自分のペースを大切にすること。
相手のペースに合わせることが優しさなのではない。
あなたにとってあなたのペースは正しい。
かといって、それがあなた以外の全員にとって正しいペースなわけではなく、よかれと思ってのことであっても、相手を自分のペースにあわせるよう仕向けることは、優しさではない。
同時に、あなたが相手のペースに合わせないことは、あなたが冷たい人だということにもならない。
もし相手にそれを期待されているとしても、自分のペースを守るということも含めて、それはあなたの領域であって、あなたがその境界を守ることは誰かに否定されるものではない。
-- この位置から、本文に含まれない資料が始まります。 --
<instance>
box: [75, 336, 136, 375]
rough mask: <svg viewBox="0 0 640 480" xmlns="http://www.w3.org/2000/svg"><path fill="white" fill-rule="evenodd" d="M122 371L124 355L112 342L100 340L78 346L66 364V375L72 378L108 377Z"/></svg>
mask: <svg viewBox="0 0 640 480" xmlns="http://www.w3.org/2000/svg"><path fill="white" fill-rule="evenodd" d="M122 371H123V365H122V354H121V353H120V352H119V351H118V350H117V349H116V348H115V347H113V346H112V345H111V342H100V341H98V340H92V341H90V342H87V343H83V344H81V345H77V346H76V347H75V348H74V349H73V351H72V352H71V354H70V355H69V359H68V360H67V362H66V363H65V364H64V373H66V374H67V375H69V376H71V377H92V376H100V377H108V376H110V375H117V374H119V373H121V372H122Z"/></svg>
あなたはあなたのペースを守っているときに、あなたらしい美しい音楽を奏でることができている。
それはレコードの回転数と同じこと。
誤って、レコード側とプレーヤー側で違う回転数で再生してしまったとき、ピッチが変わっておかしな音で鳴ってしまい、一種の面白さはあっても、長く聴き続けることは快適とはいえないだろう。
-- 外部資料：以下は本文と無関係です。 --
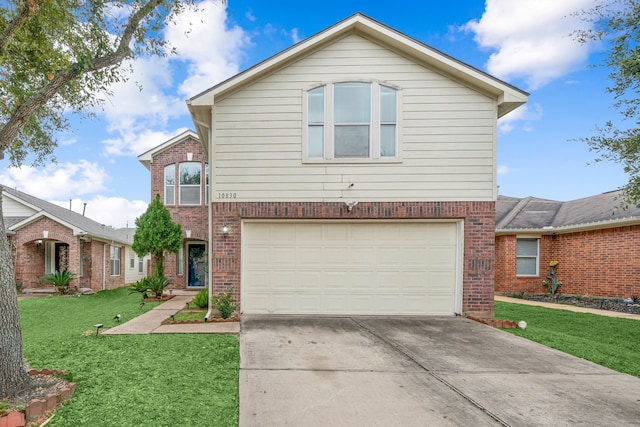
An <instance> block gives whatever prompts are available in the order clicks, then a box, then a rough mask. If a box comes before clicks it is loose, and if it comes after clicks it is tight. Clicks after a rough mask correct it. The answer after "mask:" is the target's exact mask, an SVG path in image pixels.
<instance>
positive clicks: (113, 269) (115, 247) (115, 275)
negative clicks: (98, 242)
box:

回転数が違うもの同士をあわせると、お互いに、本当に響かせたい音色ではない音を発し続けてしまうことになる。
そしてその状態が長く続けば、音質が悪くなってしまうだけでなく、いずれはレコードと針も壊れてしまうだろう。
良かれとも思って相手に合わせていても、いずれは関係が壊れてしまうし、あるいはあなた自身が摩耗し壊れてしまうことになる。
一方で、回転数の異なるものを意図的に当てるという行為に研磨がある。
高速で回転する鋭い硬い刃にモノを当てれば、当てたほうのモノが研磨される。
一時的に意図をもって、自分よりも硬い、そして回転が早いものに触れることで、研ぎ澄まされたり、輝きが増したり、表に見えていなかった美しいものが現れてきたりする。
そんなふうに、時には自分よりもペースの早い人に触れることで切磋琢磨するのもいいだろう。
しかしこれはあくまで意図的に行うものであって、双方が削り磨き出すということに合意しているのが前提である。
どちらかがどちらかのペースに無理やり合わせ続ける、そのペースに触れ続けるということは、健全ではない。
無自覚に相手のペースに合わせてしまっていないかどうか、常に確認するように。